Assaults on police officers will still not be punished enough says the Police Federation of England and Wales, despite the Assaults on Emergency Services (Offences) Bill passing its report stage in Parliament.
The Federation says key elements they wanted to see have not been included, that provisions the bill aimed to address have been ‘watered down’ and that criminals will continue to ‘laugh in the face of justice.’
Officers will get added protection against sexual assaults under the terms of the bill, but the longest term offenders can receive for common assault will remain at just 12 months.
The bill went through its report stage and third reading last week and will now progress to the House of Lords.
PFEW Chair Calum Macleod said the Federation was incredibly grateful for the support provided by Chris Bryant MP, who proposed the bill, and MPs Holly Lynch and Philip Davies.
However, he said there was disappointment that key elements had been watered down.
“Cross party recognition was given by all parties in the House of Commons of the incredible work of the police and other emergency services,” he said.
“They all wanted to send a clear signal that assaults should not be tolerated, but sadly we feel underwhelmed.

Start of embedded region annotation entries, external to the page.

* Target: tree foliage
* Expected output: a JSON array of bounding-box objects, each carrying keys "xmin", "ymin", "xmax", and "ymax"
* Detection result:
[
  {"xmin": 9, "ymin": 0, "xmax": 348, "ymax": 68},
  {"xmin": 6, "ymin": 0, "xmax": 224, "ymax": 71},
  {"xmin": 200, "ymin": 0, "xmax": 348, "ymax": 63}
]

“As it stands the bill still leaves police vulnerable with the likelihood that offenders will face little or no additional consequences for their actions when it comes to common assault.
“Unless magistrates and the criminal justice system take the issue of assaults seriously, offenders will still face no deterrent,” he added.
Magistrates will not have the powers to sentence offenders for once offence, he said, meaning that a six-month sentence is realistically all that can be handed down.
“Offenders are being under-charged and prosecuted for a lesser offence,” he said.
“This is the reality, and this is why police officers will continue to feel under valued.
“Criminals will laugh in the face of justice.”
MPs acknowledged during the debate that the CPS bargains away on assaults on emergency services in order to get a guilty plea ‘too often’.
The debate also covered whether the CPS fails to charge offenders to match the severity of the assaults they have carried out and that too often full sentences are not served.
Spitting as an assault on emergency services was discussed too.
Justice Minister Rory Stewart said the act would be called out and that more specific instructions would be given to the CPS on how to handle the act as part of an assault.
Chris Bryant MP hopes the House of Lords will rubber stamp the bill.
“The bottom line is an attack on anyone is wrong, but an attack on police and the emergency services is an attack on all of us.
“The law should be brought to bear on them and that is exactly what we are going to do.”